Another clue is that infection-related hives often don’t respond as cleanly to antihistamines. They may improve somewhat, but the hives keep recurring until the underlying infection resolves. If you’re taking antihistamines for hives and they keep coming back over days or weeks, especially alongside other symptoms of illness, the cause is more likely infectious than allergic.
Why This Matters for Children
In children, infections are the leading cause of acute hives, responsible for more than 40% of cases. Kids get frequent viral infections, and their immune systems tend to mount robust, sometimes exaggerated inflammatory responses. A child who breaks out in hives during a cold or stomach bug is experiencing a very common reaction. The hives in these cases almost always resolve on their own once the virus runs its course, typically within a few days to two weeks. Repeated episodes of hives in a child who gets frequent colds are more likely to be infection-driven than allergic, even though the instinct is often to search for a food allergy.
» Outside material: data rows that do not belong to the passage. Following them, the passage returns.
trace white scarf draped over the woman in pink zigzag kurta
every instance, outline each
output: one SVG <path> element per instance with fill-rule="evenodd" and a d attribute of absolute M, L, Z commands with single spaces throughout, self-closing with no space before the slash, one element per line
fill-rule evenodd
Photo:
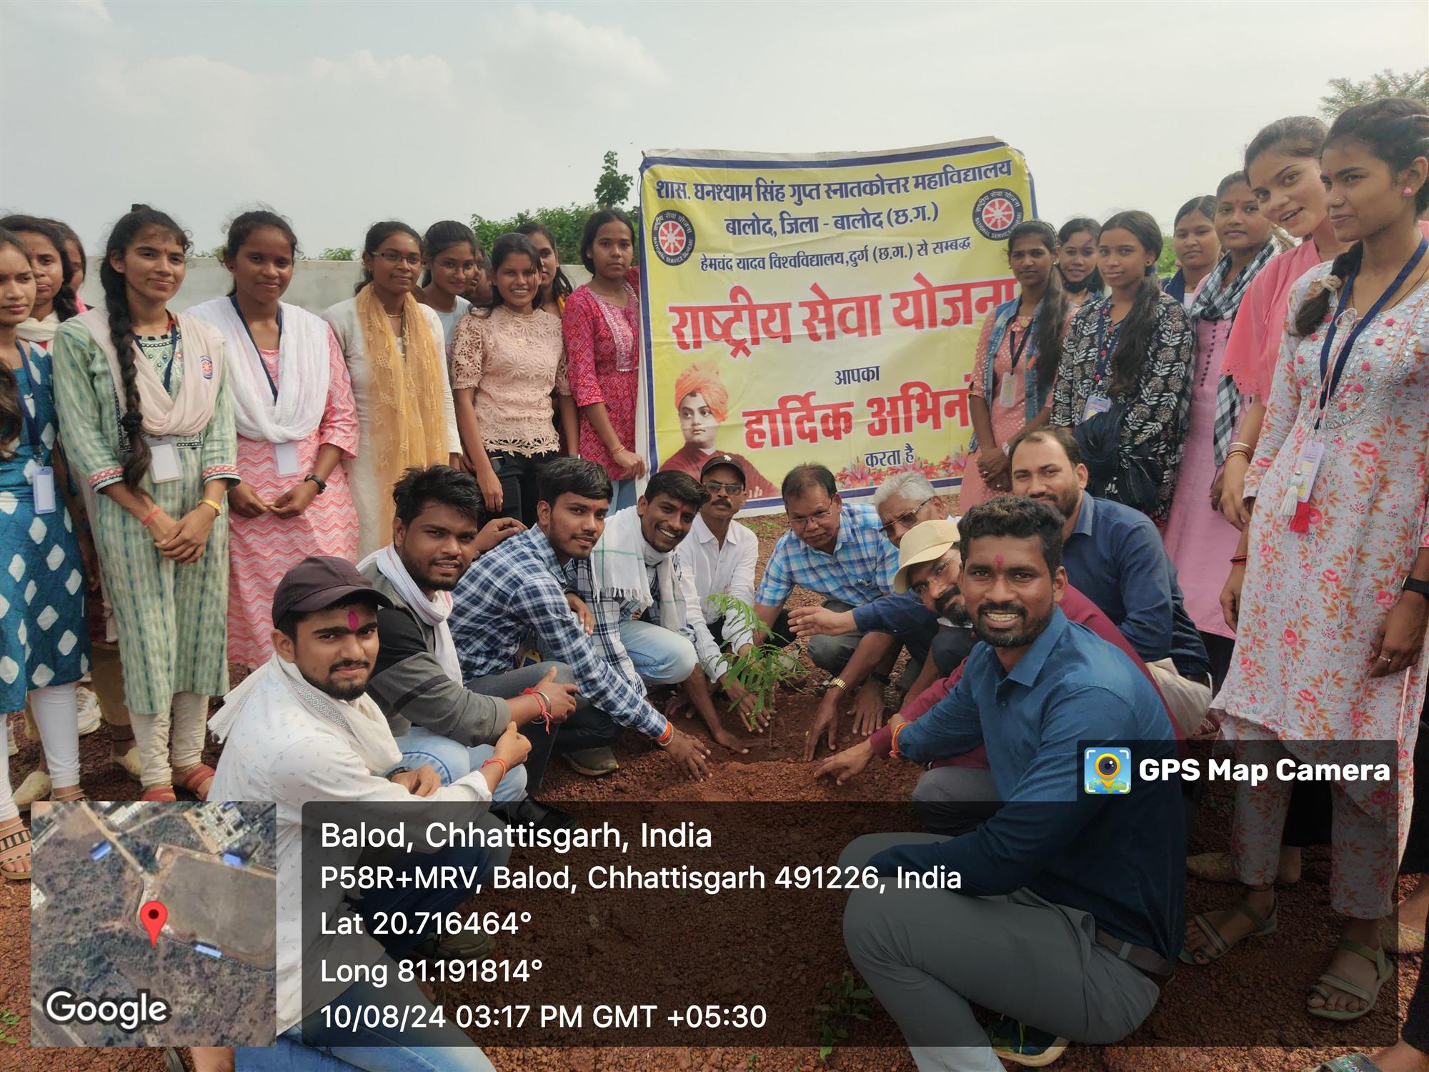
<path fill-rule="evenodd" d="M 233 423 L 246 439 L 269 443 L 302 442 L 312 436 L 327 409 L 327 322 L 306 309 L 280 302 L 283 330 L 279 339 L 282 383 L 277 400 L 269 386 L 263 356 L 227 297 L 201 302 L 189 310 L 223 333 L 229 353 L 229 387 Z"/>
How Infection-Related Hives Are Identified
There’s no single test that confirms hives are caused by an infection. The diagnosis is usually made by putting together the clinical picture: hives appearing alongside signs of illness, no clear allergic trigger, and resolution of hives as the infection clears. For acute viral hives, no workup beyond a basic exam is typically needed.
For chronic hives lasting more than six weeks, the search becomes more targeted. Testing may include blood work for markers of infection and inflammation, H. pylori breath testing or stool antigen testing, stool samples for parasites, and sometimes blood tests for specific antibodies to parasites like Toxocara. Dental infections, sinus infections, and urinary tract infections are also checked as potential hidden sources. When the infection is found and successfully treated, the hives often resolve, sometimes confirming the connection only in hindsight.